Entwicklung Burgruine Burgschwalbach

Burgschwalbach, 10/2018

B u r g GESCHICHTE n

Der Ideenteil des Wettbewerbs soll sich mit dem Umfeld und der Wegeführung zur Burg für Besucher auseinandersetzen. Ziel ist insgesamt die Schaffung eines attraktiven und qualitätsvollen touristischen Anziehungspunktes im nördlichen Rheinland-Pfalz, der zugleich der Geschichte und historischen Bedeutung der Burganlage Rechnung trägt.

  • Burg
  • Tourismus
  • Wegeführung
  • historische Bedeutung

Hochbaulich- freiraumplanerischer Realisierungswettbewerb mit Ideenteil

In Zusammenarbeit mit             Architekten Stein Hemmes Wirtz , Kasel

Erläuterung:
Seit Ihrer Errichtung hat die Burg Schwalbach im Laufe der Jahrhunderte zahlreiche An- und Umformungen erfahren müssen.
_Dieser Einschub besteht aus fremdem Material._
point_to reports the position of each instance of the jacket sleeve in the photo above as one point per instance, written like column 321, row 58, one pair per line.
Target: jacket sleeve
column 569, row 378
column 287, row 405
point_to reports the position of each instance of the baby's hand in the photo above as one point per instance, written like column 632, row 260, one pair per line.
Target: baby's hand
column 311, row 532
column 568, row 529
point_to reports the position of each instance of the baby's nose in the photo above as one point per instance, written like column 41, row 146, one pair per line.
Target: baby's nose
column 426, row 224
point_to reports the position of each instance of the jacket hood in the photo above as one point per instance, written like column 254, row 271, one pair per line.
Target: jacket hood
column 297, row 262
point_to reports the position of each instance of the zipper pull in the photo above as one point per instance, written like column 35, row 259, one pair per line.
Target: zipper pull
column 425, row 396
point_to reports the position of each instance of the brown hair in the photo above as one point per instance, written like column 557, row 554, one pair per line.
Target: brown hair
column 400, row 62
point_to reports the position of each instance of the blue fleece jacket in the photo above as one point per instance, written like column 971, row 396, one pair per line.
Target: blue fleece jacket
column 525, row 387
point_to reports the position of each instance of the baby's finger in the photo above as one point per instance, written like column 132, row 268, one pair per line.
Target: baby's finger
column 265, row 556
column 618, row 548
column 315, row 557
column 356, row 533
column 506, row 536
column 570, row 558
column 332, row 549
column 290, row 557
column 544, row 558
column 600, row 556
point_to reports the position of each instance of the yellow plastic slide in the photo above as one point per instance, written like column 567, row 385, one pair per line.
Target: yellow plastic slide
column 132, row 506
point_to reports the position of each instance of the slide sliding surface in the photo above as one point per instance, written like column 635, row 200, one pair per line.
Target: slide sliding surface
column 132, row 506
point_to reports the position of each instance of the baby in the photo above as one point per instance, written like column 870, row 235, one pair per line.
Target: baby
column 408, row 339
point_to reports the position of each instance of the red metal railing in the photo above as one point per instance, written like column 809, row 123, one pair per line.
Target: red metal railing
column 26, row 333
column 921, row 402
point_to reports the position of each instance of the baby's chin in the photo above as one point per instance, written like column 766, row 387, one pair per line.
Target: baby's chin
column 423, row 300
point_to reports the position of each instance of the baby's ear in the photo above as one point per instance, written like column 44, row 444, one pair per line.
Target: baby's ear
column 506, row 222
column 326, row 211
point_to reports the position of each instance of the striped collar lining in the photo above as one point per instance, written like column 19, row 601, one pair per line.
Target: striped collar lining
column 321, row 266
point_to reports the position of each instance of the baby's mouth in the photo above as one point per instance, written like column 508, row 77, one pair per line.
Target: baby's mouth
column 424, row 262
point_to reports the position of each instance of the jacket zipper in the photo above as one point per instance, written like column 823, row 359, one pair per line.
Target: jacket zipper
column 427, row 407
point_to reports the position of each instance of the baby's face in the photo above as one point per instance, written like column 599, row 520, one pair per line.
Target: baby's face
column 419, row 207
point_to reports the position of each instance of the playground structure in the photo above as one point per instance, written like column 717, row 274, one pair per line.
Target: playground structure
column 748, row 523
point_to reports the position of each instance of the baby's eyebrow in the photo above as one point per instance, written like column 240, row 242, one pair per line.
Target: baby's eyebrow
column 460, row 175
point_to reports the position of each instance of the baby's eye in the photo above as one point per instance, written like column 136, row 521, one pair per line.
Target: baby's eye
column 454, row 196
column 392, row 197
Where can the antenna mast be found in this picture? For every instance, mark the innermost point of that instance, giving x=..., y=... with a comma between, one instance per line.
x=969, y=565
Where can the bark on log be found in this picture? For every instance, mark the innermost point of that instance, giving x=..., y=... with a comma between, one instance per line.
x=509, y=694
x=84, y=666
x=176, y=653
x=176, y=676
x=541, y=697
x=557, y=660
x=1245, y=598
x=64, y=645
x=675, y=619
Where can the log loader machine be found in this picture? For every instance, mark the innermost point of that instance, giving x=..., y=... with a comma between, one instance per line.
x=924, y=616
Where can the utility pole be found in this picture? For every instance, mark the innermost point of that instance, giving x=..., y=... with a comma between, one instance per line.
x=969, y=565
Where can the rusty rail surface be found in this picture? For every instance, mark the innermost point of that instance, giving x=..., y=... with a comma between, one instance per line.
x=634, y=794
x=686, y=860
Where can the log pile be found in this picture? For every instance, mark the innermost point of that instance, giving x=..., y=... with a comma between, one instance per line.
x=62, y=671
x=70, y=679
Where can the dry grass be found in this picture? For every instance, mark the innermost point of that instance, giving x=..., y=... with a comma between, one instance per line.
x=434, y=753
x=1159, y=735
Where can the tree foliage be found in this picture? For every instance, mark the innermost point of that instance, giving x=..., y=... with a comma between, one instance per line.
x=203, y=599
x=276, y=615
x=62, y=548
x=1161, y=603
Die heute vorzufindende „aufgeweichte Erscheinung“ ist das Ergebnis dieser Entwicklung. Wir möchten das kraftvolle Ursprüngliche der Burg herausarbeiten – Schichten freilegen – die „alte Silhouette“ soll in klarer, ausdrucksstarker Gestalt neu gezeichnet werden. Wiederkehrende Elemente aus Stahl, Naturstein und Beton sind Sinnbild für die Umgestaltung, sie machen die B u r g GESCHICHTE lesbar, welche im Einklang mit den gewünschten Nutzungsanforderungen, zeitlos fortgeschrieben wird…
Die Silhouette der Burg wird sich im Sinne unseres Konzeptansatzes markant verändern (Entnahme der Dachlandschaft, Ergänzung Pächterhaus). Der Burgfelsen wird gem. historischen Vorgaben (Wehrburg) überwiegend talseits akzentuiert vom bestehenden Baumbestand freigestellt.
Im Bereich der Stadthalle „Burgblick“ wird ein Besucherparkplatz vorgeschlagen, von dem der „Schlossweg“ durch Schwalbach geführt wird. Wechselnde Blickbeziehungen zur Burg und evtl. histor. Hinweise auf den Ort bereichern die Wegeführung und führen zum eigentlichen historischen „Schlossweg“ entlang am westlichen Burgmassiv über die Burg-Vorfläche bis zum Burgtor. Sitzplätze mit Infotafeln begleiten den Weg und das Erlebnis des historischen Raum- und Landschaftseindrucks beim Aufstieg.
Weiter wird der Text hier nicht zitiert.